TALKING of transport, one-time Irish government minister Dinny McGinley, invited to a St Patrick's Day charity ball in Glasgow, told us that many years ago as a student he secured a summer job as a clippie on Glasgow's trolley buses. Years later Ireland's infamous Taoiseach, Charles Haughey, boasted about being the first politician to introduce free travel on buses. Dinny interrupted him and said: "I think you'll find I introduced free travel on Glasgow's trolley buses whenever I heard a Donegal accent."

Wait a Mo

IT'S just over 20 years since the Good Friday Agreement, which brought peace to Northern Ireland. was signed. The late Mo Mowlam was Northern Ireland Secretary at the time, and we remember Mo at a book event in Glasgow telling us that she called her personal protection officers in Ireland "Shirleys''. She went on to explain: "'Whenever I suggested going anywhere remotely dodgy, they would always say to me 'Shirley not, minister'.''

Going Dutch

MANY Irish surnames are of course prevalent in Scotland. Reader John Mulholland once told us: "Years ago I had to endure one of those leaving speeches from the boss as I had been promoted and was transferring to another office. 'Many of you will think that John's surname originated from Ireland,' he said. 'However, you are wrong: it is Dutch. I did some research into the name and I found that it means hard-working, diligent and conscientious. As for his forename, remarkably, I found that it translates as 'Isnae'."

Chipped in

WE mentioned trips to Ireland, and recall the Glasgow businessmen on a golfing jolly to the exclusive K Club golf club in County Kildare, Ireland, where they noticed that Holywood screen legend Clint Eastwood was also in the club's bar. After a few drinks one of the Glasgow chaps thought it would be a good idea to go over to Clint, and using Clint's classic Dirty Harry line, asked: "Clint, could you make my day?" Clint replied: "No. But you could sure make my day by shutting up."

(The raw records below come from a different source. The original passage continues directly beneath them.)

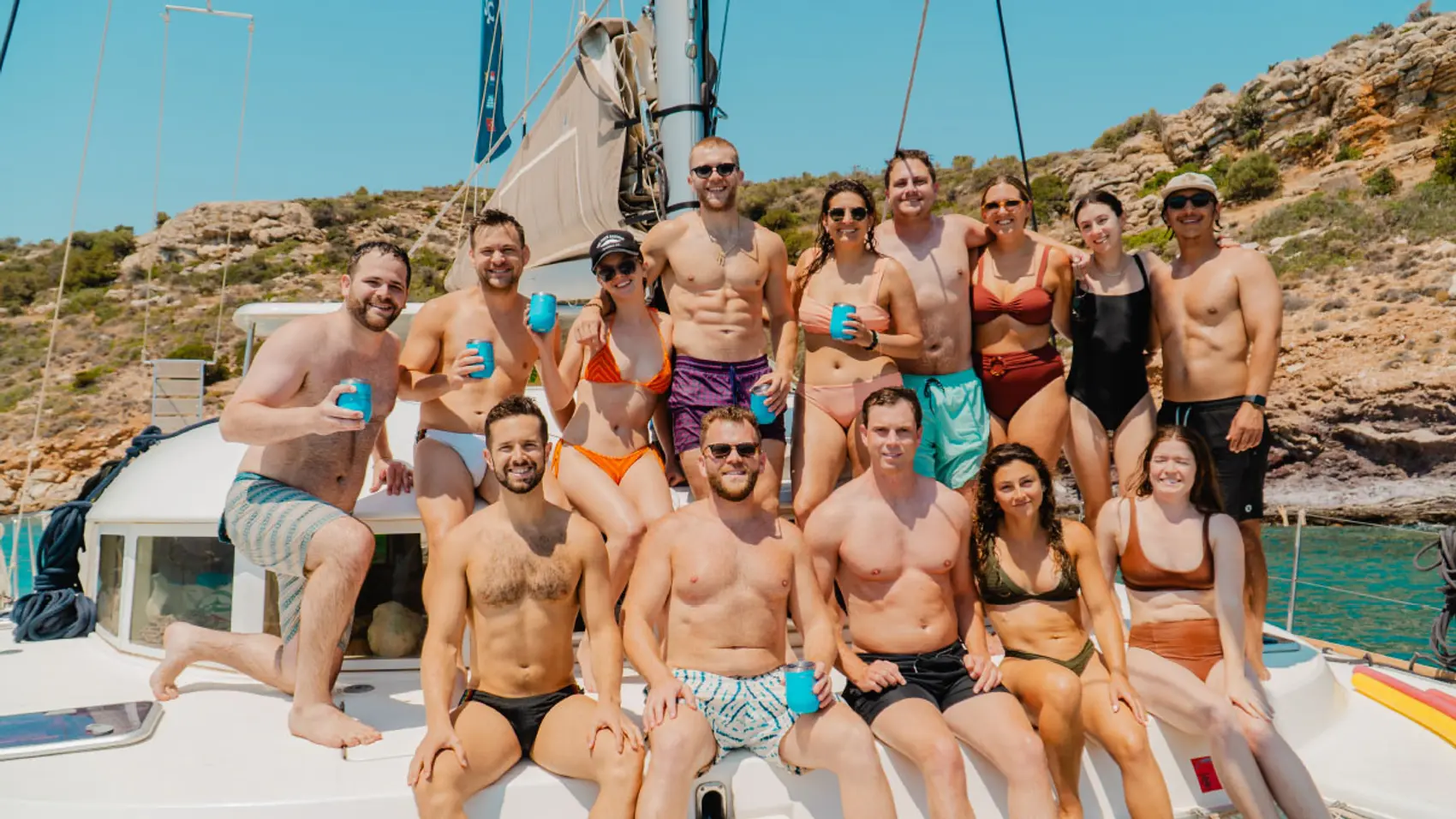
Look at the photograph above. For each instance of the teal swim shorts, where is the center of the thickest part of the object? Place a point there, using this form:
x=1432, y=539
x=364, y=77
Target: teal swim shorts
x=956, y=430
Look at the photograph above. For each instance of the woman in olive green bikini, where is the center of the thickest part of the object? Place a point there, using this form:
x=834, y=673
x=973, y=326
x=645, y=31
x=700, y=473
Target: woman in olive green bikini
x=1066, y=687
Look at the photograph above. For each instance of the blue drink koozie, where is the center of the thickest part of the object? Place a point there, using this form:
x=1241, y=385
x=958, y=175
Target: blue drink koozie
x=542, y=314
x=798, y=682
x=836, y=321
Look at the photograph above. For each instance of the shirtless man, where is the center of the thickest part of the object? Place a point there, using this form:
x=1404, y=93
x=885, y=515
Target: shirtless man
x=1219, y=312
x=728, y=571
x=921, y=673
x=289, y=507
x=723, y=274
x=522, y=569
x=436, y=369
x=936, y=251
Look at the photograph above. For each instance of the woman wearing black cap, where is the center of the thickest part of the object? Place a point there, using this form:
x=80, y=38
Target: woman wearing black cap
x=603, y=459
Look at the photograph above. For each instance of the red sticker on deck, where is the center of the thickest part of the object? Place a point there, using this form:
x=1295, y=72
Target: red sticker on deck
x=1208, y=777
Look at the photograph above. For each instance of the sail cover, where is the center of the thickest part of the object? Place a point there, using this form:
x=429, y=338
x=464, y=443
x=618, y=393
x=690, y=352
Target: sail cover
x=587, y=164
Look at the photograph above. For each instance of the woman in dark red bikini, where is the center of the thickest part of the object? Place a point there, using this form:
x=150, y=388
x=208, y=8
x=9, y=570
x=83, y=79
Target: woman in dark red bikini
x=1021, y=287
x=1183, y=565
x=603, y=459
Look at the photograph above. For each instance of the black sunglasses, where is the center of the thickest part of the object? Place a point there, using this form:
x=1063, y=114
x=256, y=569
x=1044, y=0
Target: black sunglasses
x=723, y=168
x=607, y=272
x=855, y=213
x=723, y=451
x=1202, y=199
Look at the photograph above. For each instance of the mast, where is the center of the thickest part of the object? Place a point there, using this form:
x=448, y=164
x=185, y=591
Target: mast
x=680, y=53
x=1015, y=112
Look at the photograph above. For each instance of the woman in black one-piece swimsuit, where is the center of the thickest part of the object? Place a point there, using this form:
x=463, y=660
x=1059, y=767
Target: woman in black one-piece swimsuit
x=1113, y=414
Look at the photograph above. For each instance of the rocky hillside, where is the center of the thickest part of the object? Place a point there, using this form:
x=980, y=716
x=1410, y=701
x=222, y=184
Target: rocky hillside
x=1341, y=166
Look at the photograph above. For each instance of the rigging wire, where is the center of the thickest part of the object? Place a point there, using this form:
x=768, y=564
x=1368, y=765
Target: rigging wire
x=519, y=116
x=9, y=27
x=60, y=284
x=915, y=62
x=1015, y=111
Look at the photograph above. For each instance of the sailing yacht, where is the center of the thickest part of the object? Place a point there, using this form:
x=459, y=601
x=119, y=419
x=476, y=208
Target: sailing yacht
x=85, y=738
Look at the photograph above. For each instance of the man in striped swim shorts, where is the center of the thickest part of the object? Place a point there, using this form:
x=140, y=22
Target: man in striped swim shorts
x=289, y=506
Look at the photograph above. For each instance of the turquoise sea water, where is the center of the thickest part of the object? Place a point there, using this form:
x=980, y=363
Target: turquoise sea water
x=1350, y=559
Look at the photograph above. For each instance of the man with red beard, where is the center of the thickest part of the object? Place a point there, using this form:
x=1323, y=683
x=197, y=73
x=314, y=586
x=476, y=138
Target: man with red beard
x=453, y=385
x=721, y=274
x=289, y=507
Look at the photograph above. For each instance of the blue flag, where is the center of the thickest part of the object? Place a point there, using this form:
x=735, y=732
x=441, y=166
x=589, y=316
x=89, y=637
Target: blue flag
x=488, y=112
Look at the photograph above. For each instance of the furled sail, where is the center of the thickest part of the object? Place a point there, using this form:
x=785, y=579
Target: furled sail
x=587, y=164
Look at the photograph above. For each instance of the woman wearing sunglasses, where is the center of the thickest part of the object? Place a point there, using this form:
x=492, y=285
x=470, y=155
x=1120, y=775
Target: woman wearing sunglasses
x=844, y=365
x=1111, y=330
x=603, y=459
x=1019, y=289
x=1183, y=565
x=1066, y=685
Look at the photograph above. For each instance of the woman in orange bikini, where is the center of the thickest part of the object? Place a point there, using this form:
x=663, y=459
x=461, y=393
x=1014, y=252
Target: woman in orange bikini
x=1183, y=565
x=1021, y=287
x=603, y=459
x=844, y=267
x=1066, y=685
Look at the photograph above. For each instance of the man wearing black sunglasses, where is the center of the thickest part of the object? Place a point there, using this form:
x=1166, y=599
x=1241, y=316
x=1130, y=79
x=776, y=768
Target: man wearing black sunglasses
x=723, y=276
x=1219, y=312
x=727, y=573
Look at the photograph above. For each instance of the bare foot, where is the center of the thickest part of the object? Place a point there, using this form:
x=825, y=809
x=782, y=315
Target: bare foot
x=325, y=725
x=588, y=679
x=179, y=642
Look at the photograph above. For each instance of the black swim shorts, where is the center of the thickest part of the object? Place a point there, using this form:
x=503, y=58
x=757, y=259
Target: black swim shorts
x=936, y=677
x=524, y=713
x=1241, y=474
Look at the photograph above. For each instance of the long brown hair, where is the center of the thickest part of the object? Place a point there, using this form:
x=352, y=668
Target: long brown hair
x=989, y=513
x=825, y=242
x=1206, y=496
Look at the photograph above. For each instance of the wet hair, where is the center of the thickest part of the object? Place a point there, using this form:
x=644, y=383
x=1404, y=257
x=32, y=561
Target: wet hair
x=1100, y=195
x=1206, y=496
x=511, y=407
x=491, y=218
x=1008, y=180
x=906, y=155
x=888, y=397
x=715, y=141
x=825, y=242
x=989, y=513
x=388, y=249
x=730, y=414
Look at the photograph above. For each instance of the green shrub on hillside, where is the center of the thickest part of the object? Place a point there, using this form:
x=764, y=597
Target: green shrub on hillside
x=1382, y=184
x=1256, y=176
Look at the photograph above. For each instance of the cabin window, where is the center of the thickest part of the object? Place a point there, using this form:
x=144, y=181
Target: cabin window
x=108, y=583
x=389, y=614
x=181, y=579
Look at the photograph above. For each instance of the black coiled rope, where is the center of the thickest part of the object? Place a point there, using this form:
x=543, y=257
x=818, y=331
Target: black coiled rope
x=56, y=608
x=1445, y=565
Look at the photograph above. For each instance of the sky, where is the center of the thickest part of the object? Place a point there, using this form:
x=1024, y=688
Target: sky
x=382, y=93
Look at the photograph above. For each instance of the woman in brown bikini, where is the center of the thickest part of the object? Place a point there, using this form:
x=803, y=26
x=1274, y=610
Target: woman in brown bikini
x=1067, y=688
x=1183, y=565
x=1021, y=287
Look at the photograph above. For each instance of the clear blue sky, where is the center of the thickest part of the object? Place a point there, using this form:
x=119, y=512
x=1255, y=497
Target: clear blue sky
x=374, y=93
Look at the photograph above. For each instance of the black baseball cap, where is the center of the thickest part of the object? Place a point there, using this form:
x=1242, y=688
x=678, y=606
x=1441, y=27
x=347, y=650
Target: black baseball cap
x=613, y=242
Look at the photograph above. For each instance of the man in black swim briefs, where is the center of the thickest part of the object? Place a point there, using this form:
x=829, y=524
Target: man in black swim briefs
x=1220, y=312
x=921, y=673
x=520, y=569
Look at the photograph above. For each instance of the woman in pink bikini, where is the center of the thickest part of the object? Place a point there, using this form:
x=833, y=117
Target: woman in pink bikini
x=1021, y=287
x=844, y=267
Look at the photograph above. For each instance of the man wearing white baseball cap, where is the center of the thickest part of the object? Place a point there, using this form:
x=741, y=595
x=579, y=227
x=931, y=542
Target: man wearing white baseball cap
x=1219, y=314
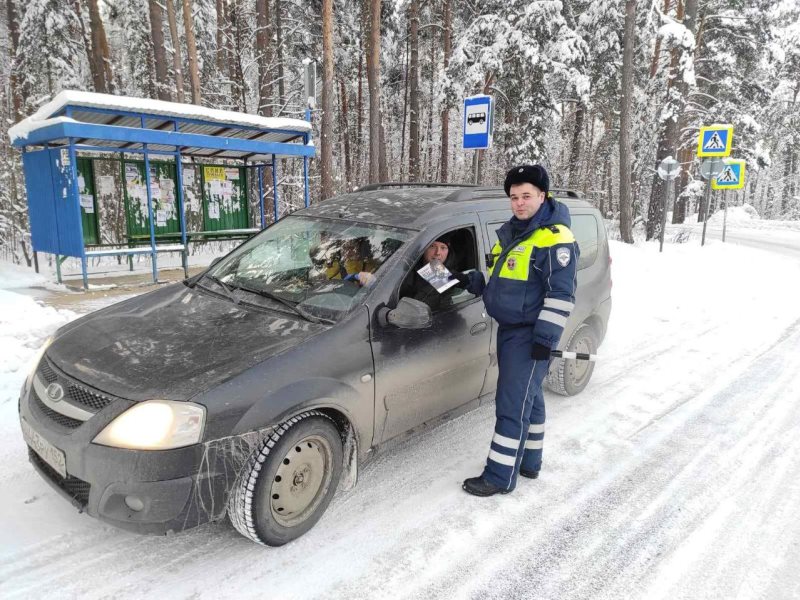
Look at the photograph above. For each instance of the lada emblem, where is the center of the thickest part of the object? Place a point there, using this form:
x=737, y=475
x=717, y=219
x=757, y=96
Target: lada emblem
x=55, y=392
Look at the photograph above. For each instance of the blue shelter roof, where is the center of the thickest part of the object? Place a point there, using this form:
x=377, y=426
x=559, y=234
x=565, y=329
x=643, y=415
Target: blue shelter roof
x=124, y=124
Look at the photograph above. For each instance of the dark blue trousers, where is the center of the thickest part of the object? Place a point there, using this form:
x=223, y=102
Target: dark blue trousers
x=519, y=407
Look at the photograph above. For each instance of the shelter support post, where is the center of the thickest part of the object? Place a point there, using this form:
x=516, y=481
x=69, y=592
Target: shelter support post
x=261, y=196
x=150, y=211
x=181, y=211
x=73, y=168
x=275, y=186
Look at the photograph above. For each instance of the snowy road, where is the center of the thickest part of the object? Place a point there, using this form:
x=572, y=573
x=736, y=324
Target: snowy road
x=676, y=474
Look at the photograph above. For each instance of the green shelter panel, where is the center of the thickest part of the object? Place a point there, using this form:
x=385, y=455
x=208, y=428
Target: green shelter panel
x=88, y=201
x=163, y=190
x=224, y=198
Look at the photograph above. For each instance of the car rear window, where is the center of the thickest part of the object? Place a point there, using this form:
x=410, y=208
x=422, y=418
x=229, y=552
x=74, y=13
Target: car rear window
x=585, y=229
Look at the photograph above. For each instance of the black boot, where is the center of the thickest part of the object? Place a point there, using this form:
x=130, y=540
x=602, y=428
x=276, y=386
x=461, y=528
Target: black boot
x=478, y=486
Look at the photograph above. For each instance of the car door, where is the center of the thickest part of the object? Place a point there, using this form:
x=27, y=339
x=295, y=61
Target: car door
x=423, y=374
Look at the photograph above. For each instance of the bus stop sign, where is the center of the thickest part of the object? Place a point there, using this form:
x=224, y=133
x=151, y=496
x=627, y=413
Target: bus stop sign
x=731, y=177
x=478, y=122
x=715, y=141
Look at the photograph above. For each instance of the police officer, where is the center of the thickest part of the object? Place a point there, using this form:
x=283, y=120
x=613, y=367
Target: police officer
x=530, y=293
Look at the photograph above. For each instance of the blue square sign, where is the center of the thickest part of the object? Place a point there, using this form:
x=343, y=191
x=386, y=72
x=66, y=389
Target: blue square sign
x=477, y=122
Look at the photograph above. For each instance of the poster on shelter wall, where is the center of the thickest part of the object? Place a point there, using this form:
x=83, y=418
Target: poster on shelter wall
x=132, y=175
x=105, y=185
x=87, y=203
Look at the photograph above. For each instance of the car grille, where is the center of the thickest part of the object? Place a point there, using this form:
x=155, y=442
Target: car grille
x=44, y=412
x=76, y=394
x=77, y=489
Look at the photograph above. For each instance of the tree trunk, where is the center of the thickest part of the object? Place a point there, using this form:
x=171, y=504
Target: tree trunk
x=102, y=76
x=575, y=149
x=326, y=152
x=236, y=53
x=413, y=92
x=373, y=82
x=657, y=50
x=220, y=37
x=177, y=60
x=447, y=45
x=279, y=52
x=684, y=144
x=428, y=173
x=13, y=30
x=405, y=116
x=264, y=52
x=625, y=202
x=668, y=141
x=191, y=47
x=159, y=54
x=348, y=175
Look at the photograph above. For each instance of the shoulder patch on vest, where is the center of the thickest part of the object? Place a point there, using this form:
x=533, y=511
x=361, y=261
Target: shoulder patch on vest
x=563, y=256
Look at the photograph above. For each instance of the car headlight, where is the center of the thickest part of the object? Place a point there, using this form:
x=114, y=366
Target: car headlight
x=155, y=425
x=37, y=358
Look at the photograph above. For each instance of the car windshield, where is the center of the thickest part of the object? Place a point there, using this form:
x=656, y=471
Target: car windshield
x=308, y=264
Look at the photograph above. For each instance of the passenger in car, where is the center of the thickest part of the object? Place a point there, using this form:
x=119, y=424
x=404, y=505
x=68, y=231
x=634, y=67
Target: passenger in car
x=354, y=263
x=415, y=286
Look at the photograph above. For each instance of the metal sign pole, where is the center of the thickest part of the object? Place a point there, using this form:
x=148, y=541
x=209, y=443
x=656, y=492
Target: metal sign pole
x=705, y=211
x=664, y=214
x=724, y=215
x=668, y=170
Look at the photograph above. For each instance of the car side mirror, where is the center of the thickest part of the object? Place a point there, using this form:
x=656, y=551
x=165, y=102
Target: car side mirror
x=409, y=314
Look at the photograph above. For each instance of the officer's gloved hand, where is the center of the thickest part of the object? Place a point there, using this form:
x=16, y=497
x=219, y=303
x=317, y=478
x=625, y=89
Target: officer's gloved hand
x=540, y=352
x=463, y=279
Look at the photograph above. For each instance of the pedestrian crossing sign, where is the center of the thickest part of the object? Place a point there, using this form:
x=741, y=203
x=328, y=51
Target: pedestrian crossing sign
x=731, y=177
x=715, y=141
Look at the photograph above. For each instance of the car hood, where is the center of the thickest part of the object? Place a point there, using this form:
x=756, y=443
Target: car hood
x=172, y=343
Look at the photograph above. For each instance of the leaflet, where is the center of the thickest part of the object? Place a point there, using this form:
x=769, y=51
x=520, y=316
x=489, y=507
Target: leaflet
x=437, y=275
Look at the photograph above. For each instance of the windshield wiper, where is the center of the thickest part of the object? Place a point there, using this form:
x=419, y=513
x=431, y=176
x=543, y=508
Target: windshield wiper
x=287, y=303
x=222, y=284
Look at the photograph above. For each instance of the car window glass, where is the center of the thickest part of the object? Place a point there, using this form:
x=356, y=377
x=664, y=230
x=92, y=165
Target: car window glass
x=311, y=262
x=462, y=257
x=584, y=228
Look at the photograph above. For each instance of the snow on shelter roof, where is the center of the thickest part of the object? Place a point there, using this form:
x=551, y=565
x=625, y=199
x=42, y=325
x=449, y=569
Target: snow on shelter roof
x=125, y=111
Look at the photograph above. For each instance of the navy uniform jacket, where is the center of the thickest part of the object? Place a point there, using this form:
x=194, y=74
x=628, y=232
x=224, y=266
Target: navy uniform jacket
x=533, y=278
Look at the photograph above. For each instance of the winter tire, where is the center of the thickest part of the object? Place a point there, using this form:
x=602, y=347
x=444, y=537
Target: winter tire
x=568, y=377
x=288, y=481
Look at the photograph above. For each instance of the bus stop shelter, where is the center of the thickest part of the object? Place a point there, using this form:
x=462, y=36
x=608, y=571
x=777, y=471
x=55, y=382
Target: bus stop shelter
x=75, y=123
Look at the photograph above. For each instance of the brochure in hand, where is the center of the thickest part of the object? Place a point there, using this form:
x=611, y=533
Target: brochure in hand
x=437, y=275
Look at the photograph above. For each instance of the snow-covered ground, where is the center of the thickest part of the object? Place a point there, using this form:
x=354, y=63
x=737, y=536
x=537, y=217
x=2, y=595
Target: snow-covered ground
x=675, y=474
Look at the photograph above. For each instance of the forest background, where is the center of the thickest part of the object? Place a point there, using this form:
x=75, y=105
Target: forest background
x=597, y=90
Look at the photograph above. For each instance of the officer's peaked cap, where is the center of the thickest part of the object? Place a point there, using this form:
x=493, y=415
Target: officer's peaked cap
x=535, y=174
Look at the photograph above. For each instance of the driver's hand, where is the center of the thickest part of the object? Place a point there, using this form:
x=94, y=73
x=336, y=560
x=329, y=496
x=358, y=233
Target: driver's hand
x=365, y=278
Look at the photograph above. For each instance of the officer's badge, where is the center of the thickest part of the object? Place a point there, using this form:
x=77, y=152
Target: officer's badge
x=563, y=256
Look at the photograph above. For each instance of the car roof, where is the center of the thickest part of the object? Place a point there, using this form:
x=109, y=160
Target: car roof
x=413, y=206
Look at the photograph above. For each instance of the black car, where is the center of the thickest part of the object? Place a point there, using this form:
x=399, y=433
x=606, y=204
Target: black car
x=254, y=387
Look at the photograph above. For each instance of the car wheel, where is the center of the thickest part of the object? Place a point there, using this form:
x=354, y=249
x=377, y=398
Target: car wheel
x=289, y=481
x=568, y=377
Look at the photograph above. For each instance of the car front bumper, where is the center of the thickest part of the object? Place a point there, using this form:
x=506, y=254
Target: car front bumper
x=153, y=492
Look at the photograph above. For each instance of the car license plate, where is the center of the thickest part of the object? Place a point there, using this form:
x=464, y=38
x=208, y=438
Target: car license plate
x=49, y=453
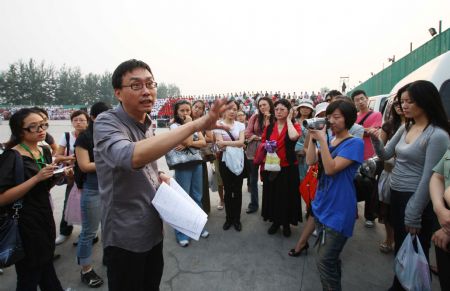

A DAFT yarn to end with as a reader told us of the auld fella outside a pub in rural Ireland holding a stick with a string on it over a large puddle outside the pub's door. A visiting tourist asked what he was doing, and when the auld yin said "fishing" the tourist took pity on him and invited him inside for a whiskey. He couldn't stop himself from asking the old man: "How many have you caught?" "You're the eighth," he replied.